Così l’ormone della felicità può aiutare a frenare il Parkinson

Il Parkinson danneggia il processo di sintesi della dopamina nel cervello. Conoscerne i meccanismi può favorire lo sviluppo di farmaci ad hoc contro le malattie neurodegenerative

di MIT Technology Review Italia

Il nostro cervello è composto da miliardi di cellule nervose impegnate in un costante dialogo fatto di sostanze chimiche chiamate neurotrasmettitori. Uno di questi neurotrasmettitori è la dopamina, nota ai più come ormone della felicità. 

Prodotta in diverse aree del cervello, oltre a procurare un senso di ricompensa e soddisfazione, la dopamina svolge un ruolo importante nell’articolazione del comportamento, della cognizione, della motivazione, ed è fondamentale per il buon equilibrio di sonno, umore, attenzione, memoria di lavoro e di apprendimento. Il ruolo chiave della dopamina diventa particolarmente evidente nei pazienti affetti dal morbo di Parkinson.

Troppo tardi per intervenire

In caso di Parkinson, infatti, le cellule del cervello che sintetizzano e secernono la dopamina muoiono. Chiamate neuroni dopaminergici, queste cellule sono vere e proprie fabbriche di dopamina. I sintomi mentali e fisici tipici del Parkinson si manifestano quando metà di queste cellule ha già cessato di funzionare, ovvero quando la malattia è ormai in stadio avanzato.

Ora, ricercatori della University of Bergen hanno deciso di studiare a fondo il sistema dopaminergico del cervello per scoprire se sia possibile rilevare dei segnali precoci dell’avanzare del Parkinson e di altre malattie simili. Come spiega Marte Innselset Flydal, ricercatrice, “Si potrebbero così sviluppare farmaci capaci di prevenire l’ulteriore progresso della malattia.”

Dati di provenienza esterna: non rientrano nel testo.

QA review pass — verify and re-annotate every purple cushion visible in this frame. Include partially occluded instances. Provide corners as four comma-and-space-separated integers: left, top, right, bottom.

Un enzima alla base di tutto

Sotto la direzione della professoressa Aurora Martinez, i ricercatori hanno deciso di concentrare l’attenzione su di un enzima chiamato tirosina idrossilasi (TH), di cui le cellule produttrici di dopamina abbondano. Gli enzimi sono proteine ​​che agiscono come catalizzatori per le reazioni chimiche del corpo, in particolare grazie alla loro struttura tridimensionale. 

“Tali strutture 3D possono dirci come avvengono i processi cellulari a livello atomico e quindi anche come possiamo trovare un trattamento mirato per correggere eventuali errori negli enzimi, come, ad esempio, quelli provocati da malattie. Nel caso di alcune forme di Parkinson, la malattia si associa ad una carenza di TH,” spiega la professoressa Martinez.

Il compito degli enzimi TH è convertire l’amminoacido tirosina in L-dopa, ingrediente principale della dopamina. Una volta prodotta, la dopamina è capace di autoregolazione, legandosi all’enzima TH per disattivarlo. Tali meccanismi regolatori sono chiamati feedback negativi e assicurano che la sintesi della dopamina sia disattivata se la cellula ha raggiunto la giusta quantità di dopamina.

“Quando il livello di dopamina cala di nuovo, le vie di segnalazione della cellula verranno riattivate,” dichiara Rune Kleppe, ricercatrice coinvolta nello studio. Proprio la descrizione di queste interazioni tra meccanismi regolatori è oggetto dello studio pubblicato sulla rivista Nature.

“Approfondire questa conoscenza offre nuove opportunità per svilupparefarmaci su misura contro le malattie neuropsichiatriche e neurodegenerative”, conclude la professoressa Martinez.